Di tempat terpisah, pengacara keluarga Brigadir J, Kamaruddin Simanjuntak mendesak agar polisi segera menahan  Putri.  Menurut Kamaruddin, penahanan Putri diperlukan agar keterangannya terkait kasus pembunuhan Brigadir J tidak dipengaruhi oleh pihak lain.

"Baiknya langsung ditahan supaya tidak terus-menerus dipengaruhi oleh pihak luar," kata  Kamaruddin saat ditemui di Bareskrim Mabes Polri, Jumat (26/8).

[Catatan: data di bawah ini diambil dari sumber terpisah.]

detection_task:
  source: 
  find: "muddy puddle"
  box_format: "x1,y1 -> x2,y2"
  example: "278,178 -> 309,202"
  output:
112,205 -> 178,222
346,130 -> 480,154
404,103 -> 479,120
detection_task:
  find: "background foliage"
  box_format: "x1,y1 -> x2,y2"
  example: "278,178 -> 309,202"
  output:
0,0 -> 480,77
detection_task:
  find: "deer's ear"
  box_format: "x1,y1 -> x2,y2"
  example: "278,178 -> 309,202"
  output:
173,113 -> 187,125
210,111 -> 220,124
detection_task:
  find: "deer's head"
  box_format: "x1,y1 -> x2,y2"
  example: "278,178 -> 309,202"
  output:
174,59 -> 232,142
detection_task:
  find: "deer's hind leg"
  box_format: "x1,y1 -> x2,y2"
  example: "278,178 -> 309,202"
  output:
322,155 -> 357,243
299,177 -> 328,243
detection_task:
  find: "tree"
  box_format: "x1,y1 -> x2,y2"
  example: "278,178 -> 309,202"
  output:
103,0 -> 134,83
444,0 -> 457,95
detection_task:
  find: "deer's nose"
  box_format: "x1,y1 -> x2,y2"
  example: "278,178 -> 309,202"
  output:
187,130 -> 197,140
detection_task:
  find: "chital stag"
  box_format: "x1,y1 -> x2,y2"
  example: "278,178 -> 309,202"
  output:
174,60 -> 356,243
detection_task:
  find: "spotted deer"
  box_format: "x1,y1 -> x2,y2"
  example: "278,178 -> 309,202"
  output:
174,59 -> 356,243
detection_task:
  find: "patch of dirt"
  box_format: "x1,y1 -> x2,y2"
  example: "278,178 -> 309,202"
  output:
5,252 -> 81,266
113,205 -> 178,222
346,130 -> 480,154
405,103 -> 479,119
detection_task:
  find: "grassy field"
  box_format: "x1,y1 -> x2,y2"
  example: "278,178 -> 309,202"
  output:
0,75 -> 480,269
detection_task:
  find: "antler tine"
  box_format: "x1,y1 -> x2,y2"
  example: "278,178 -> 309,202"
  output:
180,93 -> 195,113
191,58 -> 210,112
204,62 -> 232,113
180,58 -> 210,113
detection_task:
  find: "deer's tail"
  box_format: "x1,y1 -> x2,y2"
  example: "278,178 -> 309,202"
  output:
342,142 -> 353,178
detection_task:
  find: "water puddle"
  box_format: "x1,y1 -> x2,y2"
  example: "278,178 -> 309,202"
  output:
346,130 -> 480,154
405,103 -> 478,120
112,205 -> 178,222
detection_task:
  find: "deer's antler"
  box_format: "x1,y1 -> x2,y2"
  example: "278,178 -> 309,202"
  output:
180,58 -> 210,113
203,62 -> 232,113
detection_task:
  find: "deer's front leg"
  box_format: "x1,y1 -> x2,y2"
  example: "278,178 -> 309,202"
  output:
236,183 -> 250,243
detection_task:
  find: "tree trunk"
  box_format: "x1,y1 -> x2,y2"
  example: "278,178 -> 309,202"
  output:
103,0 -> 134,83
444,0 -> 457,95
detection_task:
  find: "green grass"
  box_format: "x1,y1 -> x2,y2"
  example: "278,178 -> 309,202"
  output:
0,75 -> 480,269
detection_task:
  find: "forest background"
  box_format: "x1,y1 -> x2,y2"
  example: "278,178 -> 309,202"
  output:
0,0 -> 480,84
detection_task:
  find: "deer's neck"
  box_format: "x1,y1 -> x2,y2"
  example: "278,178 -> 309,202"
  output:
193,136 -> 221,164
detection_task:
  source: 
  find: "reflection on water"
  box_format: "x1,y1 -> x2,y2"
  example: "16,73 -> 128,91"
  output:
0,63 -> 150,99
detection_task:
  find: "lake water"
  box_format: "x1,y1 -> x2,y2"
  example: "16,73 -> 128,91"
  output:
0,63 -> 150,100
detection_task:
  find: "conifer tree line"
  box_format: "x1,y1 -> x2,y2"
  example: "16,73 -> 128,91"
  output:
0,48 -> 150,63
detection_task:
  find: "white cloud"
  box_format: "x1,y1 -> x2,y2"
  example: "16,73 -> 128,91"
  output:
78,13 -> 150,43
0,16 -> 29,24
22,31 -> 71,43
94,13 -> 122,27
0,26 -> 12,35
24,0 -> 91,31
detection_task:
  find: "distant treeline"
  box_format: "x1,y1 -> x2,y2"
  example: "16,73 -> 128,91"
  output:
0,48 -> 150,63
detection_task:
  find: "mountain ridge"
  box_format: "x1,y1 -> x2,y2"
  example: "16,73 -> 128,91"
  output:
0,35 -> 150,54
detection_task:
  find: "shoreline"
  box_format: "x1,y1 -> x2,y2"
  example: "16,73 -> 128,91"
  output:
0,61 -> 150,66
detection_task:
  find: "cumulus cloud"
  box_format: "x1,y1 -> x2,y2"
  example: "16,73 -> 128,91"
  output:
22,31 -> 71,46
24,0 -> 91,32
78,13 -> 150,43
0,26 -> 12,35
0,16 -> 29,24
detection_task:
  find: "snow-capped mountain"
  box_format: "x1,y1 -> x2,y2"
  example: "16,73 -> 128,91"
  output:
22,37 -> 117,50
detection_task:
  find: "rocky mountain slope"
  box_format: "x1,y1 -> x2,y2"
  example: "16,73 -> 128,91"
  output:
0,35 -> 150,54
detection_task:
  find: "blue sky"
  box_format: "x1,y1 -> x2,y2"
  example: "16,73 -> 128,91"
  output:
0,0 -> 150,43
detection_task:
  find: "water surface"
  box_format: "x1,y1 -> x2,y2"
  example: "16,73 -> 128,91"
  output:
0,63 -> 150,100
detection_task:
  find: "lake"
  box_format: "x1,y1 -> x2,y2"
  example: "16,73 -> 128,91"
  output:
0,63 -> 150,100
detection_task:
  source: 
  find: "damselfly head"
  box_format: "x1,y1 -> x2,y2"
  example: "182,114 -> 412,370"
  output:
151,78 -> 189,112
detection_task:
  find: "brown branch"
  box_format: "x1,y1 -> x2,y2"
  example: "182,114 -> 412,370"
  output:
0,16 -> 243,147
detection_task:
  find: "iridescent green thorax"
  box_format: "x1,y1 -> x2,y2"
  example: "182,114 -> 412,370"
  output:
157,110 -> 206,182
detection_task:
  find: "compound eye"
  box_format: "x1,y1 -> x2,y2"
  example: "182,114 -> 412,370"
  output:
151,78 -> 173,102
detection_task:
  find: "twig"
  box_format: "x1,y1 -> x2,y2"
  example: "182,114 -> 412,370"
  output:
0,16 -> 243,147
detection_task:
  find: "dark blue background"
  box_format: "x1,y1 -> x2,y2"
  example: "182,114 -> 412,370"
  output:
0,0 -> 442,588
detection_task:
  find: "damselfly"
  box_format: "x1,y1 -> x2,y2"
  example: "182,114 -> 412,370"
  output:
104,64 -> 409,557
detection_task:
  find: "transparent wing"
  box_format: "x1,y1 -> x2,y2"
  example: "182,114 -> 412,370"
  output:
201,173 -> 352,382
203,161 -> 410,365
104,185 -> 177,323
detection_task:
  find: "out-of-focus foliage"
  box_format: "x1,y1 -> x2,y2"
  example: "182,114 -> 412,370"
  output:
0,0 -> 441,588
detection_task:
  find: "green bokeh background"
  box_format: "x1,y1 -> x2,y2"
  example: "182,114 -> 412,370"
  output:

Kamaruddin menyebut, Putri tak ditahan dengan alasan sakit dan memiliki anak yang masih kecil, adalah alasan subyektif. Dia bahkan menyatakan siap mengadopsi anak Ferdy Sambo agar proses hukum pasangan suami istri ini bisa berjalan lancar.

Sementara itu, ahli hukum pidana  Abdul Fickar Hadjar menilai ada dua kemungkinan terkait alasan Putri  yang bersikukuh menjadi korban pelecehan oleh Brigadir J. Menurutnya, kemungkinan pertama adalah sekedar laporan palsu. Sementara kemungkinan kedua yakni laporan terkait dugaan pelecehan yang dilayangkan Putri adalah kesengajaan untuk menutup insiden yang lain yaitu pembunuhan Brigadir J.

Berita Terkait : Bongkar Habis Kerajaan Sambo

Laporan ini sengaja ditujukan untuk menutupi peristiwa yang lain. Dalam hal ini adalah ditembaknya Brigadir J.  "Saya kira ini yang disebut penghalang-halangan untuk penegakan hukum yang sebenarnya atau obstruction of justice," kata Fickar, kemarin. 

Kata dia, meski Putri bersikukuh menjadi korban pelecehan, tapi telah ditetapkan sebagai tersangka. Ini artinya   kekuatan pembuktian tidak berdasarkan istri Ferdy Sambo tersebut. Jadi nantinya penyidik maupun jaksa penuntut umum (JPU) akan dimungkinkan mengabaikan keterangan Putri.

"Kekuatan pembuktian itu tidak digantungkan pada keterangan tersangka tetapi pada keterangan saksi, ahli, alat bukti surat, dan petunjuk," ujarnya.